Sunday 6 June 2021

Buried Together

This is a notebook entry written some time between 1808 and 1810, when Coleridge was experiencing his most acute despairing-yearning for Sara Hutchinson, his ‘Asra’. The passage here folds in lots of STCs and plays on ΣΑΡΑ/AΣΡΑ in Greek, together with the Greek verb συνθάπτω, which means ‘to bury together’, ‘to bury more than one person in a grave’. Kathleen Coburn translates the lines:      


If that looks a little blurry, click on it and it will embiggen and clarify.

Coburn is broadly right, here (and the Σ'ΑΡΑ/ΣΑΡΑ pun at the end is important) except in one particular: this rather morbid conceit, of Coleridge and the woman he loved, but who didn't love him back, being buried in the same grave, does not proceed from a ‘Coleridgean compound for “persons buried in the same grave”.’ Which is to say, the compound is not Coleridgean. It's Biblical.

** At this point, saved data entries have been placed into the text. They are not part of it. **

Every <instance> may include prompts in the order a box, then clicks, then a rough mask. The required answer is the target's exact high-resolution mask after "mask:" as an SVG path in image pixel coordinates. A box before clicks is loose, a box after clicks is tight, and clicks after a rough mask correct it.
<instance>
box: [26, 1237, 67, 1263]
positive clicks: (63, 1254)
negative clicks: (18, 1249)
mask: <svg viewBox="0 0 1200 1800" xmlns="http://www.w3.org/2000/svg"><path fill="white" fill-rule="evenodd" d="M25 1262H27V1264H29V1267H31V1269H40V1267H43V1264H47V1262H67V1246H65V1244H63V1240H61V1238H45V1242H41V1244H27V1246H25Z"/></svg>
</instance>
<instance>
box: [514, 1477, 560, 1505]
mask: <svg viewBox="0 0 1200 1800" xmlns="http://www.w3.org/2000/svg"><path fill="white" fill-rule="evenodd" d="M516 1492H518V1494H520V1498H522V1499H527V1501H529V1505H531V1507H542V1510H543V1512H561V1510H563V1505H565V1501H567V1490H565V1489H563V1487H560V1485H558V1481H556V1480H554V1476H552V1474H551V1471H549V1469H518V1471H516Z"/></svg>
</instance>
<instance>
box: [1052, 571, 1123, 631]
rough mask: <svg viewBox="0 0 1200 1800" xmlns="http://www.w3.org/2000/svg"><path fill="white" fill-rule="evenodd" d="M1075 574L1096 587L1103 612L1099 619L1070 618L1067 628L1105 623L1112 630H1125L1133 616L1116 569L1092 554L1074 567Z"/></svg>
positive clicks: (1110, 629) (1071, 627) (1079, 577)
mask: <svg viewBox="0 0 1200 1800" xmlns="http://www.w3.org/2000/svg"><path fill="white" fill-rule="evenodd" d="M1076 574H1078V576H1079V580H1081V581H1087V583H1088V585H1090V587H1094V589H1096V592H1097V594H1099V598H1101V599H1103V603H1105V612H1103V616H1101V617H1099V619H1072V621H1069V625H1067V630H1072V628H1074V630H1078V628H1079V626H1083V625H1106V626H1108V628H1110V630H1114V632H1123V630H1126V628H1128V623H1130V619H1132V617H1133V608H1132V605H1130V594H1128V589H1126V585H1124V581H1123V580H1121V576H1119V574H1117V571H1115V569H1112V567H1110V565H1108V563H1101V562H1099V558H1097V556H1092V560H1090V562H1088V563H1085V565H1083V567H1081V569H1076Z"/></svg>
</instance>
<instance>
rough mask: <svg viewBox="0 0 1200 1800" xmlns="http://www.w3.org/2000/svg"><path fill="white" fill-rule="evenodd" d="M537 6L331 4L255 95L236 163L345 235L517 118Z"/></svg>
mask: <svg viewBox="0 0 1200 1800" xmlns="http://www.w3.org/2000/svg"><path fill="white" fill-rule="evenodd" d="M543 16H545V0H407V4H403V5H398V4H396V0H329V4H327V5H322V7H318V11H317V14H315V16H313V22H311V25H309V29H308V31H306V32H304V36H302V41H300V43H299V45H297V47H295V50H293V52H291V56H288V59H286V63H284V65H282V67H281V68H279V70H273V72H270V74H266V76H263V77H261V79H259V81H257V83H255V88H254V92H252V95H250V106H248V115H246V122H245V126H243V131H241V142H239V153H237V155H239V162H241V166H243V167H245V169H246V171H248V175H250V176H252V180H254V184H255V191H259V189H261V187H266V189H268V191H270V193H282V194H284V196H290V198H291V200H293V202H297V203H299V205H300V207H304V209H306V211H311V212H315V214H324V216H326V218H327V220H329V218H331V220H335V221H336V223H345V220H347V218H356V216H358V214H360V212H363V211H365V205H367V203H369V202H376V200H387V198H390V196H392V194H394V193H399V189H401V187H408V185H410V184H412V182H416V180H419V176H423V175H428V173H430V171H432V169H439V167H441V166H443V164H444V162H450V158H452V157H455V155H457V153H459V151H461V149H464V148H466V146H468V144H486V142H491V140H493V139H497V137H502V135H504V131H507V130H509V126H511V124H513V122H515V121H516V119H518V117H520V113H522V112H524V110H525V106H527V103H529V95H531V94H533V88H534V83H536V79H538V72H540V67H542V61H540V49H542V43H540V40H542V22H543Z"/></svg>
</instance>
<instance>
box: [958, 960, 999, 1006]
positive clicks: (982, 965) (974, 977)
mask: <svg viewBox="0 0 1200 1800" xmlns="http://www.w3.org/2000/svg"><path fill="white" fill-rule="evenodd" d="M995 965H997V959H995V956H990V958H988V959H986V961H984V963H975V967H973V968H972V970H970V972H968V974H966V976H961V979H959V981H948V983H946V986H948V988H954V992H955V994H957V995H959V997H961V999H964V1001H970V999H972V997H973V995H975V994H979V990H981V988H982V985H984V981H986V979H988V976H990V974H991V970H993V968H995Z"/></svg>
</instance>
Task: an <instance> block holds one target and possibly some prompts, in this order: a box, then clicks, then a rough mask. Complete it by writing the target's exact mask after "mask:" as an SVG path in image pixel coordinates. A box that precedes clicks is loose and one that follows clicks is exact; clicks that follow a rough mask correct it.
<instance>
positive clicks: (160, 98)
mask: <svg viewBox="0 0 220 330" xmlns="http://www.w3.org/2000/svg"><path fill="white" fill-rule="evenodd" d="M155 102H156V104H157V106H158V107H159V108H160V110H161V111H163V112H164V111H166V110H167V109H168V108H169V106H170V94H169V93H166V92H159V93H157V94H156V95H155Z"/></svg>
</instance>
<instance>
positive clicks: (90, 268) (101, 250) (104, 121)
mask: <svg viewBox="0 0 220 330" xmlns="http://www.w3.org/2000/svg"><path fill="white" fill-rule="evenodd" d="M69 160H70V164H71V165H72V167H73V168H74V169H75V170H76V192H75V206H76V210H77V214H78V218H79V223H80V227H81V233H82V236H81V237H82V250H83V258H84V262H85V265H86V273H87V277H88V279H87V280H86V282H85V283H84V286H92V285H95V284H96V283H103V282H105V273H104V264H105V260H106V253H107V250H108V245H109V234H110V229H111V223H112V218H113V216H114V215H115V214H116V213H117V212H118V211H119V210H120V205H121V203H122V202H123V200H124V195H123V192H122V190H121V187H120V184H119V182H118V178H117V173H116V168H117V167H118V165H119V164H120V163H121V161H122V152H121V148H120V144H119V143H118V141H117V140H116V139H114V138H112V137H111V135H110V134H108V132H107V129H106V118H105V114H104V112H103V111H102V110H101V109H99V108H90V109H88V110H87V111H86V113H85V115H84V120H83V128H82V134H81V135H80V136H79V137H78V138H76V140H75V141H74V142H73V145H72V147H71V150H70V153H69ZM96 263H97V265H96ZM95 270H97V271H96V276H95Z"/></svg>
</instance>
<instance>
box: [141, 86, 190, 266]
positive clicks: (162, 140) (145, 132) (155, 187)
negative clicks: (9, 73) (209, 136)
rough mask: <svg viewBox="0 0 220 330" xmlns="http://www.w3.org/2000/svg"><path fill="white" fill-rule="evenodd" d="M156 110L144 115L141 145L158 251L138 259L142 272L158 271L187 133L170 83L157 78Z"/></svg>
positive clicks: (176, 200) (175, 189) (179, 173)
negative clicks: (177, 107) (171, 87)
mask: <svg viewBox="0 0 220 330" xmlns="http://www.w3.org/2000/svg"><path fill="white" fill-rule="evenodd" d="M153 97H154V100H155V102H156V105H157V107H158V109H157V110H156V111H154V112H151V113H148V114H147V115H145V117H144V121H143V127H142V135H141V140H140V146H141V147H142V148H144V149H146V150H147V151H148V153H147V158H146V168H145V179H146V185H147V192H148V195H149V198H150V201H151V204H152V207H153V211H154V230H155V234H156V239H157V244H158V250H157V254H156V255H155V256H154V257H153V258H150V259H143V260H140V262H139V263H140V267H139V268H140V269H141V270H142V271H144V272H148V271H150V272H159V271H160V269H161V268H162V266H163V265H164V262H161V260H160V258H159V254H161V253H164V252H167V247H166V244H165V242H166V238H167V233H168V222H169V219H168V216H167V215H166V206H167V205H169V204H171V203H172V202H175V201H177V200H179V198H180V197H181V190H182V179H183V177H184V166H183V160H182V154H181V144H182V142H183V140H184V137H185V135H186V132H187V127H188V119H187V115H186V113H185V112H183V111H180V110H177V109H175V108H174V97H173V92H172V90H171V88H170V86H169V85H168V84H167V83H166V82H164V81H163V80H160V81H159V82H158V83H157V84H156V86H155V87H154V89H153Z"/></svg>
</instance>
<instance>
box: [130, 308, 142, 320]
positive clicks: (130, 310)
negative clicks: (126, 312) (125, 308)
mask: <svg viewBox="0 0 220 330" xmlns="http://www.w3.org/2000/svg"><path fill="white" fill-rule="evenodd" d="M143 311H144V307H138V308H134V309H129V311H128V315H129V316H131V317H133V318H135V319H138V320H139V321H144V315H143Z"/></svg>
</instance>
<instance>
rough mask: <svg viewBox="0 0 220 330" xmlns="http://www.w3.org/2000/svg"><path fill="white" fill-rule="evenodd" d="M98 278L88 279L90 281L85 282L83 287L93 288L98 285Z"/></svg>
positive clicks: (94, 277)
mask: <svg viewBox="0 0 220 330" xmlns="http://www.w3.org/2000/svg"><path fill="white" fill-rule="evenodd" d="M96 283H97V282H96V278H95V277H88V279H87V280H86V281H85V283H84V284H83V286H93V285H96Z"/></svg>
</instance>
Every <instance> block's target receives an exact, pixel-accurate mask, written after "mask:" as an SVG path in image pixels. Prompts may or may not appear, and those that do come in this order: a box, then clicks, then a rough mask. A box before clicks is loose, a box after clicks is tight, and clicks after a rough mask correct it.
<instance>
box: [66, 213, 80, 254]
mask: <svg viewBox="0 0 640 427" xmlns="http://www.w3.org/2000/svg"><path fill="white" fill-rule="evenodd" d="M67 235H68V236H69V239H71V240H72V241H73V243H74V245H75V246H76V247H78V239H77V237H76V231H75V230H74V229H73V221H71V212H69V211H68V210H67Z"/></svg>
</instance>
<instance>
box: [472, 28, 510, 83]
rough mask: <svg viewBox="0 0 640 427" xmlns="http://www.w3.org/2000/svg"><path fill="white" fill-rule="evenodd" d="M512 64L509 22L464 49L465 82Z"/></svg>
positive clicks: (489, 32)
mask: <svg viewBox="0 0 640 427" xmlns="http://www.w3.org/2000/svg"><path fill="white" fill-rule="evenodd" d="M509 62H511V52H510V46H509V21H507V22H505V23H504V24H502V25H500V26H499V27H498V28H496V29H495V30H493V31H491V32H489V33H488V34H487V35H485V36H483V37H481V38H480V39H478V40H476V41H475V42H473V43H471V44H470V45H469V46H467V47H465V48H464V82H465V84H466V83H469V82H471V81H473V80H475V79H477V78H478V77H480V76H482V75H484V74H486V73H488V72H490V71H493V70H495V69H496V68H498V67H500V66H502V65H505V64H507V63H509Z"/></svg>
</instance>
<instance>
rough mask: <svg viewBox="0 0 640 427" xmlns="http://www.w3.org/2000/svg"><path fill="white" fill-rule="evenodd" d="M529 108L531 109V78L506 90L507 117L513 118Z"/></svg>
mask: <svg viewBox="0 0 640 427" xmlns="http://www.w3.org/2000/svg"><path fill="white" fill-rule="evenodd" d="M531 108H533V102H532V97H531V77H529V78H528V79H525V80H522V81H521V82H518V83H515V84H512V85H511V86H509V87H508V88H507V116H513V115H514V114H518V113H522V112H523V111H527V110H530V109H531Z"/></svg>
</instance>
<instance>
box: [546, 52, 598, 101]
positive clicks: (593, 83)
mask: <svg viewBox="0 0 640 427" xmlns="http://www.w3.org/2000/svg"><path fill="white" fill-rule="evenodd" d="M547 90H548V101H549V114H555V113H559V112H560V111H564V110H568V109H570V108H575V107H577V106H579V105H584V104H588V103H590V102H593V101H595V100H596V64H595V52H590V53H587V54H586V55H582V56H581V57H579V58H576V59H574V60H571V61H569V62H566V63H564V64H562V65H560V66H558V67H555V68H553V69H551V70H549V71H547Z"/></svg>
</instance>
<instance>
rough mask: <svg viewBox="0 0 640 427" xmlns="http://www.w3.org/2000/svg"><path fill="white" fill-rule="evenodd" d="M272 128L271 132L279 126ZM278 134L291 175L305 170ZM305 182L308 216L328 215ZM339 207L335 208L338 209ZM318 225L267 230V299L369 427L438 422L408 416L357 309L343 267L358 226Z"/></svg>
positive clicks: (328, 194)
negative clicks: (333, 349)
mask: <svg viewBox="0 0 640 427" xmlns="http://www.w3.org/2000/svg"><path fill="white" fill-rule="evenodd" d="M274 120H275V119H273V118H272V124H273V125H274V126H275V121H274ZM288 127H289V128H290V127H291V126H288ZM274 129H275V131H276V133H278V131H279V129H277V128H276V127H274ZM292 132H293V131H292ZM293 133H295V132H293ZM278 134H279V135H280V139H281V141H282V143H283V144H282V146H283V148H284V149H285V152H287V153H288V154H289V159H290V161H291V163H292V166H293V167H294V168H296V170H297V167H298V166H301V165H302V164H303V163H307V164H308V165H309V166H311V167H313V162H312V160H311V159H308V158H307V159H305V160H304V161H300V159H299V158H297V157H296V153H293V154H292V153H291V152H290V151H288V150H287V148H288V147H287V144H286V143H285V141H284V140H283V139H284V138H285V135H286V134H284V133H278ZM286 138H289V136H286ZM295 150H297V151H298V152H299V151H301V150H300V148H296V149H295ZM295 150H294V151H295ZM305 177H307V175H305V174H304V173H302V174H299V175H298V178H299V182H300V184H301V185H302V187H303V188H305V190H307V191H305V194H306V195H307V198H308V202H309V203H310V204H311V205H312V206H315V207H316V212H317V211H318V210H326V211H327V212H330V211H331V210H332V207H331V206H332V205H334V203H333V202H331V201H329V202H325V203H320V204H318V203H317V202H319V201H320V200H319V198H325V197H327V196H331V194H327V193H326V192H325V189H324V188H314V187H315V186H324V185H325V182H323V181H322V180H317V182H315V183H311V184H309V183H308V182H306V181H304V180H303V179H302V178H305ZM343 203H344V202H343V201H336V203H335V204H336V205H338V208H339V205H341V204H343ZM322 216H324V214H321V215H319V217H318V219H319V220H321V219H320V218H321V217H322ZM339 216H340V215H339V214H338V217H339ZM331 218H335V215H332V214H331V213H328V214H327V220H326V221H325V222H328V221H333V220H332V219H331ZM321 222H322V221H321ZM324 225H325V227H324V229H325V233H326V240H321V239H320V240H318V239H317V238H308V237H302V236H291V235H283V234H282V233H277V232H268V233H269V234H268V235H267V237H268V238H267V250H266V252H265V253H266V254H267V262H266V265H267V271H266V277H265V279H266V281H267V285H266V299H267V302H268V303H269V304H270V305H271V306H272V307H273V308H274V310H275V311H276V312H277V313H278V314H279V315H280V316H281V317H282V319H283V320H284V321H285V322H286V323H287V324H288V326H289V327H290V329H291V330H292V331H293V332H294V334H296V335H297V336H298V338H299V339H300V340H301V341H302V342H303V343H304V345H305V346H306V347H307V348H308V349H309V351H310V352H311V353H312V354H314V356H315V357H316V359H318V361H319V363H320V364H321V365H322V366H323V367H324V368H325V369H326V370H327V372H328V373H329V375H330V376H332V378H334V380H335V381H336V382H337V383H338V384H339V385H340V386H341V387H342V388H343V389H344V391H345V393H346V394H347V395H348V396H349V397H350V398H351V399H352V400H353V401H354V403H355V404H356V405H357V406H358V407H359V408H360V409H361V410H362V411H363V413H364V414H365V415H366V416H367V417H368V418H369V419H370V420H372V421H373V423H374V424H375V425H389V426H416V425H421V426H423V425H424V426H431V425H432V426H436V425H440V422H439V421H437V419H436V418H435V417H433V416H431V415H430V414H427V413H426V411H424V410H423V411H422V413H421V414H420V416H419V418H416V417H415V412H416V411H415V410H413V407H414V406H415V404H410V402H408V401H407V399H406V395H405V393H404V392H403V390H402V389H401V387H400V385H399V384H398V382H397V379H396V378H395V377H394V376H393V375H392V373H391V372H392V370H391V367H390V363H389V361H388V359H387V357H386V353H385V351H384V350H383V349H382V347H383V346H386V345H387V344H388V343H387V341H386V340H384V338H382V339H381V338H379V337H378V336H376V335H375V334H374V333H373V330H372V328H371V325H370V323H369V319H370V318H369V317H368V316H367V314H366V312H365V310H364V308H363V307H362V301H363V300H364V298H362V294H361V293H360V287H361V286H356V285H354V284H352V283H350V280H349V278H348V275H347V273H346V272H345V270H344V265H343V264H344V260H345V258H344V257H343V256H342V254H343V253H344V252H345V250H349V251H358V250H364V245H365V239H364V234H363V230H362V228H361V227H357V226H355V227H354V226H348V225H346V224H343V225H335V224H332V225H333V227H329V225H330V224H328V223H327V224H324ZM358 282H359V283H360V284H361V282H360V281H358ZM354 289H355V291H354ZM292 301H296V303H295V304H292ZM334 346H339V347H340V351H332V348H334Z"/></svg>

The verb συνθάπτω is used several times in the New Testament. It's used in Romans 6:4: ‘therefore we are buried with him by baptism into death: that like as Christ was raised up from the dead by the glory of the Father, even so we also should walk in newness of life.’ It's also in Colossians 2:12: ‘Buried with him in baptism, wherein also ye are risen with him through the faith of the operation of God, who hath raised him from the dead.’ I'd submit that this puts a distinctly less morbid gloss on Coleridge's heart-broken yearning for Asra, here. It's not a kind of Blue Öyster Cult ‘Don't Fear The Reaper’ style suicide-pact; it's a yearning, more pathetic than creepy and not for the first time in STC's life cathecting his erotic and personal desire for Sara Hutchinson through religion, for a rebirth.